A common situation where this language is useful is when thinking about emission and absorption of radiation by atoms. It's quite common to see language like
[misleading] The electron absorbs a photon and jumps to a higher-energy orbital.
The trouble with this statement is that a single electron can't emit or absorb energy. In hydrogen spectroscopy, the photons are emitted and absorbed by the atom, and the approximation that the nucleus remains stationary is just that: an approximation. For multi-electron atoms, it is useful to pretend like each electron is added to a hydrogen-like orbital, and to use the multiplicities of these orbitals explain the shape of the periodic table. (Orbital angular momentum states have odd multiplicities $1,3,5,\cdots$, which are doubled for the spin degree of freedom, so the different blocks of the periodic table have two columns, six columns, ten columns, fourteen columns.)
But only some features of the hydrogen-like orbitals are preserved in multi-electron atoms. The nucleus-electron-electron wavefunction for neutral helium atoms is actually too complicated to solve exactly, in the way that we have exact solutions for the hydrogen atom. And a consequence of this extra complexity is that, when a multi-electron atom (or ion) emits or absorbs photons, the approximation that "a single electron" jumps to a different orbital is likewise just an approximation. When a complicated atom changes state, its entire electronic wavefunction changes, in a way that we mostly can only solve numerically.
Another case where it's useful to think of a multi-electron state as "a particle" is in a superconductor. In a normal conductor, a useful model of electric current describes single electrons which scatter off of the nuclei in the crystal lattice and lose energy. However, in a superconductor, the conduction electrons form "Cooper pairs," named for the "C" in the BCS theory of superconductivity. A very handwaving way to think of superconductivity is that the two electrons in the Cooper pair scatter from the lattice in opposite ways, so the scattered states interfere with each other destructively and the entire material becomes transparent. But it's just as valid to think of the Cooper pair as "a particle," whose spin, mass, and charge are different from the electrons into which it will split at higher temperature.
A much more common case of a composite state being treated as a single particle is the nucleon (that is, the proton or neutron). At very high energies, nucleons undergo internal excitations which suggest they are "made" of "quarks." But at low energies, the quark-gluon degrees of freedom stop being useful for predicting the excitation spectra of nuclei. If I wanted to have a debate at a pub, I might argue that the neutron has a better claim to being a "particle" than an up quark does, because it is possible to build machines that spray mostly neutrons, but it is impossible to build machines that spray mostly up quarks.
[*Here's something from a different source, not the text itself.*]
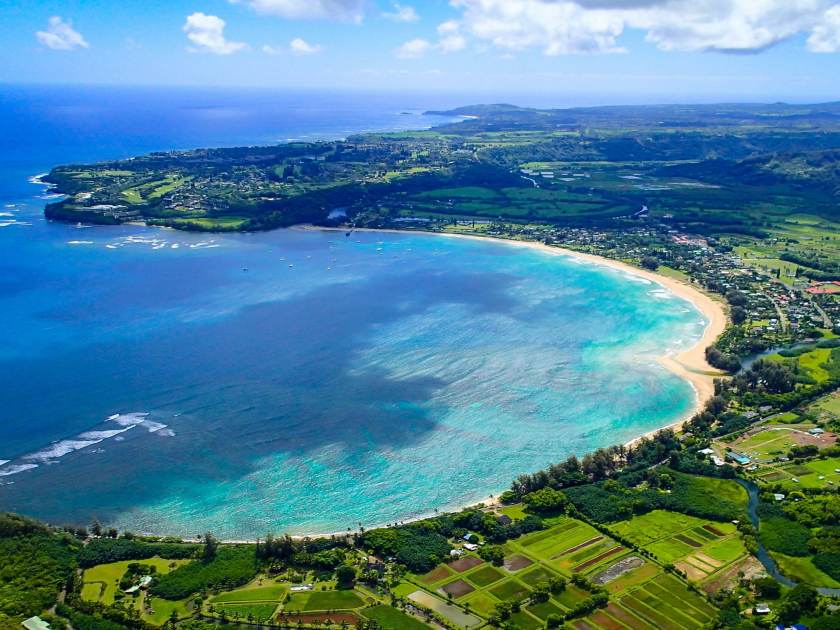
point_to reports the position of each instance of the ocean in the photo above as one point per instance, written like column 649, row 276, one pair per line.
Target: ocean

You might also consider Gamow's influential cluster-tunneling model for alpha decay, in which "an alpha particle forms" within the complicated morass that is a heavy nucleus in its ground state, and then that alpha particle has some finite probability of leaking out of the nucleus. That model really does consider "an alpha particle" as a single object, rather than as a bound state of four nucleons.
Your quoted text seems to suggest you could describe a helium atom as a nucleus bound to "an electron spin singlet." I don't think that's very good language to use. But I would absolutely 100% consider "a helium atom" as "a particle," just as I do the alpha particle, and just as I do the two-electron Cooper pair.